If you are not familiar with public keys or digital signatures, please take a moment to read "What is a digital signature?" (you should find it in the same folder you found this FAQ).
For asymmetric encryption to work properly, public keys must be delivered in a fashion that guarantees the integrity of the key. If you have a public key that you think belongs to your friend or business partner, but in reality it belongs to an attacker, you have lost the security benefits of asymmetric encryption.
As an example, let's imagine that Alice wants to send a digitally signed message to Bob. Unfortunately, Bob does not have Alice's public key, so he cannot validate the signature. Alice attempts to solve this problem by sending her key to Bob:
Bob now has Alice's public key, as well as the digitally signed message. Bob breathes easier knowing the message was not tampered with. In reality, Alice and Bob are susceptable to a "man-in-the-middle-attack".
In this attack, Alice's key is substituted with the key of a malicious person, Charlie:
Alice sends her public key to Bob, but it is intercepted by Charlie. Charlie swaps his public key with Alice's and sends it to Bob. Bob now has Charlie's key, but thinks it is Alice's key.
Alice signs her message and sends it to Bob. Again, Charlie intercepts the message. Charlie alters the message, throws Alice's signature away, and replaces it with a signature he creates with his own private key. Charlie sends the altered message to Bob.
Bob uses Charlie's public key to verify the signature that Charlie created. Although Bob is actually validating a signature created by Charlie, he thinks it is Alice's signature.
Bob sends a response to Alice, which Charlie intercepts and modifies. Neither Alice or Bob know their messages were altered.
Charlie could be thwarted if Bob had a means of proving the public key he received belonged to Alice.
Digital certificates solve the problem Charlie represents.
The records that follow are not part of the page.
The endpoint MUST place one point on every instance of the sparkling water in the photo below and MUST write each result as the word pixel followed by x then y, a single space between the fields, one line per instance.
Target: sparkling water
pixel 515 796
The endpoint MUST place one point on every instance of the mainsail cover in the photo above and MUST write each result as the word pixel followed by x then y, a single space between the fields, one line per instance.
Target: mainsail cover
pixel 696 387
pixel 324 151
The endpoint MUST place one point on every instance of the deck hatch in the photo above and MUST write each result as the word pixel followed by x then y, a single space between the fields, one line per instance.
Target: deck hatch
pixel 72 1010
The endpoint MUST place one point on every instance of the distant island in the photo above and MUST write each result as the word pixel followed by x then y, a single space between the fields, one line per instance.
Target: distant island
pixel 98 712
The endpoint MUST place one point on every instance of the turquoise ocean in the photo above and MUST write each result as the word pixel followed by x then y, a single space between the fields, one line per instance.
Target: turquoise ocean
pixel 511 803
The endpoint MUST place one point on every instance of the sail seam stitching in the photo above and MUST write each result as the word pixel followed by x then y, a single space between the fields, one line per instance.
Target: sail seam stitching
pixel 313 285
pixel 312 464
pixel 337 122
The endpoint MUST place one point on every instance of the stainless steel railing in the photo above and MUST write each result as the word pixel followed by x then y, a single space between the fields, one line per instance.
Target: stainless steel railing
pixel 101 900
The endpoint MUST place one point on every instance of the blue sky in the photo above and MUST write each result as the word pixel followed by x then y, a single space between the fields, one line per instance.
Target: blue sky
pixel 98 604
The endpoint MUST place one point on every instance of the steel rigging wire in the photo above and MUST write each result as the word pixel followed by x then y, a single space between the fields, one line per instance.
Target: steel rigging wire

As mentioned earlier, a digital certificate is a public key that has been digitally signed by a trusted third-party (often called a Certificate Authority, or CA). Digital certificates also contain miscellaneous information such as the identity of the CA, the name of the entity the certificate was issued for, and expiration dates.
In our example, Trent will be our CA. Both Alice and Bob trust Trent, and they both have Trent's public key.
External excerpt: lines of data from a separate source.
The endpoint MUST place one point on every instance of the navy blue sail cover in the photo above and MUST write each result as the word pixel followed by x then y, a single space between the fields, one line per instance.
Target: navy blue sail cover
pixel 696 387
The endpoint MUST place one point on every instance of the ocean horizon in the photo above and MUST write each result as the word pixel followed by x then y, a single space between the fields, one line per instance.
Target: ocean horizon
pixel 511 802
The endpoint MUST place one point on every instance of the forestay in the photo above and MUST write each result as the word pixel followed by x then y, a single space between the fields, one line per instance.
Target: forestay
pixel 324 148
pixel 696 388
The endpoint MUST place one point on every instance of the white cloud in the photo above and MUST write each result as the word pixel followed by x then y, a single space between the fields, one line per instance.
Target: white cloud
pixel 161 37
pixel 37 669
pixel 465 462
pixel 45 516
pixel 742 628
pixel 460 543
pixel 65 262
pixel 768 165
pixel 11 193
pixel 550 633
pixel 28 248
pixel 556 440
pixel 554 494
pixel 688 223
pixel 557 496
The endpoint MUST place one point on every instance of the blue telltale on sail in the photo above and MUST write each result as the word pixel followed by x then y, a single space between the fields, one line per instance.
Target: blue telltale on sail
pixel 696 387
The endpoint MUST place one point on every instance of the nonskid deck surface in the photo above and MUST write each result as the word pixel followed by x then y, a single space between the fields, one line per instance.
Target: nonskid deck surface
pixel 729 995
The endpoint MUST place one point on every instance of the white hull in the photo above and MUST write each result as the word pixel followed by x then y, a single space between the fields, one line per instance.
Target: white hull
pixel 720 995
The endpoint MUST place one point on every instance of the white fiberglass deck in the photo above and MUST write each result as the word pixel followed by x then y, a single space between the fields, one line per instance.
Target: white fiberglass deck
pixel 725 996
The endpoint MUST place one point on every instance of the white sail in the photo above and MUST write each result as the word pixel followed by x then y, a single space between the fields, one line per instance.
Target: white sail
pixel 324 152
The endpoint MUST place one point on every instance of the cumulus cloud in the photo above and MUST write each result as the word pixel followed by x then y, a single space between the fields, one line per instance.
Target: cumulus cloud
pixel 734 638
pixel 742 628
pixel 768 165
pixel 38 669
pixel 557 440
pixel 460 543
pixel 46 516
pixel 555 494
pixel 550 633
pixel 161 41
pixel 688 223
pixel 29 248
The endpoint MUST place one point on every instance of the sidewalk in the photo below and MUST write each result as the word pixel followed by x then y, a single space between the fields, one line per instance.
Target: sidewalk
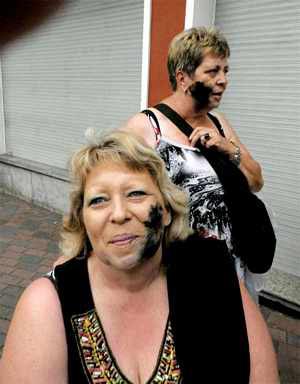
pixel 28 247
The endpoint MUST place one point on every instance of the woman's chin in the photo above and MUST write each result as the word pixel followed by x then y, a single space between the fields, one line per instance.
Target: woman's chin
pixel 126 263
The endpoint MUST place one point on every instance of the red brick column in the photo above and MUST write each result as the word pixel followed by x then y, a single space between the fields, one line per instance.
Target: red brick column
pixel 167 20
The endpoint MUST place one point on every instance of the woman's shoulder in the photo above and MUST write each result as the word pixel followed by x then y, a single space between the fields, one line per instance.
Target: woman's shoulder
pixel 195 252
pixel 140 125
pixel 29 347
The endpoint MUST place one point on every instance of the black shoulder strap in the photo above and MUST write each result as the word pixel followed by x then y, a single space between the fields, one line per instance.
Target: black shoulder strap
pixel 217 123
pixel 154 123
pixel 175 118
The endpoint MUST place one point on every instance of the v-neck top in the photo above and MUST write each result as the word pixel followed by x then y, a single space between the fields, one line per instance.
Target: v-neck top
pixel 199 318
pixel 96 357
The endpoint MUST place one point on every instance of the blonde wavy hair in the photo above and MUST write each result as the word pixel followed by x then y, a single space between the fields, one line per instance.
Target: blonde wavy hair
pixel 188 48
pixel 129 150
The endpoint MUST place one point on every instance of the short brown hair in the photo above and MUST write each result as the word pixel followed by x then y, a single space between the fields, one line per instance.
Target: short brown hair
pixel 187 49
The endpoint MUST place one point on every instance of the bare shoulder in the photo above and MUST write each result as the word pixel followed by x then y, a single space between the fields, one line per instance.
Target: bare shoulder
pixel 141 126
pixel 227 127
pixel 262 355
pixel 35 348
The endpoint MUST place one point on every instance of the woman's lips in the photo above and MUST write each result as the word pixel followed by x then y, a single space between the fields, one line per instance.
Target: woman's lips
pixel 123 239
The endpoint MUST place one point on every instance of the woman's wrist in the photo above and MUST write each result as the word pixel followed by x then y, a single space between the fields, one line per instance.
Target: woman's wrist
pixel 235 155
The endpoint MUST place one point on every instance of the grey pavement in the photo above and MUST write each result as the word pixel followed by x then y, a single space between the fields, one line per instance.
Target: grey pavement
pixel 28 247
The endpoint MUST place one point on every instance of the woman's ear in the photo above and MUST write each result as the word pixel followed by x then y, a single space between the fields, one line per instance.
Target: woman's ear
pixel 167 217
pixel 181 80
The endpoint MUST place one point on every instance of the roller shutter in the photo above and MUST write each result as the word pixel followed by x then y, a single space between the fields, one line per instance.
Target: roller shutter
pixel 80 69
pixel 263 104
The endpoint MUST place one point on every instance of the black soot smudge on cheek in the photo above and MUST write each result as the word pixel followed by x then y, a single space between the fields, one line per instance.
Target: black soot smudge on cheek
pixel 200 93
pixel 154 229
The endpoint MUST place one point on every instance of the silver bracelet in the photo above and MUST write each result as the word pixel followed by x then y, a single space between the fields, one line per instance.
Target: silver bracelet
pixel 236 156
Alice creates a Certificate Signing Request (CSR). The CSR contains some basic identifying information about Alice, as well as Alice's public key. Alice sends her CSR to Trent using a secure means, such as SSL, registered mail, or perhaps delivers it in person. Trent, having good reason to believe he actually received Alice's public key, digitally signs Alice's key with his own private key. Anyone with Trent's public key can validate Alice's certificate.
So, what's the big deal? Why don't we just use a courier to get Alice's key to Bob in the first place? Presumably, Alice will want to use her public key with many people. Instead of taking the time to carefully deliver her public key hundreds or thousands of times, she only has to do it once (when she delivers it to Trent). She can send her digital certificate to anyone who wants it by any means available (such as email).
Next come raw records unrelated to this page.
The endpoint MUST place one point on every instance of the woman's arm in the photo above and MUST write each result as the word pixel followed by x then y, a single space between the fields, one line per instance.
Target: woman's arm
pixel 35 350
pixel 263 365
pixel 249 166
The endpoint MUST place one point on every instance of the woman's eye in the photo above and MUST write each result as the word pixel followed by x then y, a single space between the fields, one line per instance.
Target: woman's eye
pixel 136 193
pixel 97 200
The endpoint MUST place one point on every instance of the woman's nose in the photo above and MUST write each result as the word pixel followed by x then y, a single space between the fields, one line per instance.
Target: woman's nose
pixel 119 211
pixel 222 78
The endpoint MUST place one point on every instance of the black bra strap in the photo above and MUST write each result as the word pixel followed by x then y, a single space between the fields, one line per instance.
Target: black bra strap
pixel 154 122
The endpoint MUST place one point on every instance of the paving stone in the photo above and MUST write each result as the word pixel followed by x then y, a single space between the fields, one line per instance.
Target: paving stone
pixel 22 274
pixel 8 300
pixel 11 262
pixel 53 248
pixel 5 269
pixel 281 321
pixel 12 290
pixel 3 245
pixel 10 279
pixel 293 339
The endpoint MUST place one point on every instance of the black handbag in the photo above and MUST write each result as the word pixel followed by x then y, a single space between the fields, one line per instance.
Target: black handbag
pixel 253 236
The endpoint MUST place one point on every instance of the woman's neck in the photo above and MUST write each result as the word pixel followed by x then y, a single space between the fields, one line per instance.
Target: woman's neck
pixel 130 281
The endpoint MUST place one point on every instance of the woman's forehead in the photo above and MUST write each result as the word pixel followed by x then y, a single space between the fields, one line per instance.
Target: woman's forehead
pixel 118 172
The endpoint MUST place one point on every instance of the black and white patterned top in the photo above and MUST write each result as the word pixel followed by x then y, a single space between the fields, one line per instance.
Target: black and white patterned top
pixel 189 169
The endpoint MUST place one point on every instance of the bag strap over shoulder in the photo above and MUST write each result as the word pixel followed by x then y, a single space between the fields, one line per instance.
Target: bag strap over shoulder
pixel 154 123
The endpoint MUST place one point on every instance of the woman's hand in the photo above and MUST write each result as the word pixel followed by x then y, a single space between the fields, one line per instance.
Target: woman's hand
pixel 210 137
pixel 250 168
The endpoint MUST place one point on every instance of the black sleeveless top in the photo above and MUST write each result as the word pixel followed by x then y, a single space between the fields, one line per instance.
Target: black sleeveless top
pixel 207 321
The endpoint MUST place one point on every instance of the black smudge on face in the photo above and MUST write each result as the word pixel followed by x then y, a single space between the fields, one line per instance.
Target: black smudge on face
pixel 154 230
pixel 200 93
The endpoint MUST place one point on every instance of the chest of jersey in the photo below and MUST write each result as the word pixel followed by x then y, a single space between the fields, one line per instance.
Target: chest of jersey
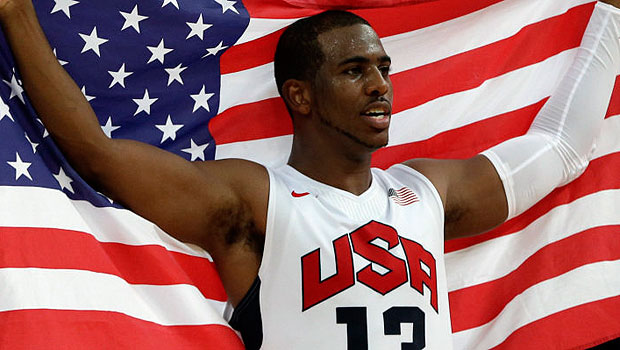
pixel 353 272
Alice does not have to worry about an attacker swapping out her public key, because Trent's signature would show the certificate had been tampered with.
For example, Alice sends her certifcate to Bob. Charlie intercepts the certificate and swaps Alice's public key with his own, and sends it to Bob. Bob attempts to validate Trent's signature (remember, Trent signed Alice's key to make the certificate). Bob is unable to validate Trent's signature, indicating the certificate has been tampered with. Bob knows he cannot trust the key in the certificate, and Charlie has been thwarted.
Trusted Root Certificates
You may have noticed a problem with trusting Trent's public key. Digital certificates only work if you can be sure you have the CA's public key, and it seems we are back at square one, when we needed a means of validating Alice's public key. How do we know we really have Trent's public key?
Certificate Authorities sign their own certificates. The self-signed certificate is often called a Trusted Root Certificate. A self-signed certificate is useful because it has identifying information, but it still cannot be validated unless we know we have the real public key of the CA.
The solution used by the well-known CAs is to flood the world with their public keys. The Trusted Root Certificates of well known CAs are imbedded in popular applications that use asymmetric encryption.
Your web browser is a good example, assuming it supports HTTPS. Internet Explorer, Netscape Navigator, Konquerer, Opera, and other popular web browsers already have the trusted root certificates of popular CA's embedded in them. For example, if you are using Internet Explorer 6.0, you can see these embedded certificates by selecting Tools-> Internet Options-> Content-> Certificates-> Trusted Root Certificates.
By having the trusted root certificates of the well-known certificate authorities, your software can easily validate a majority of the certificates it comes in contact with.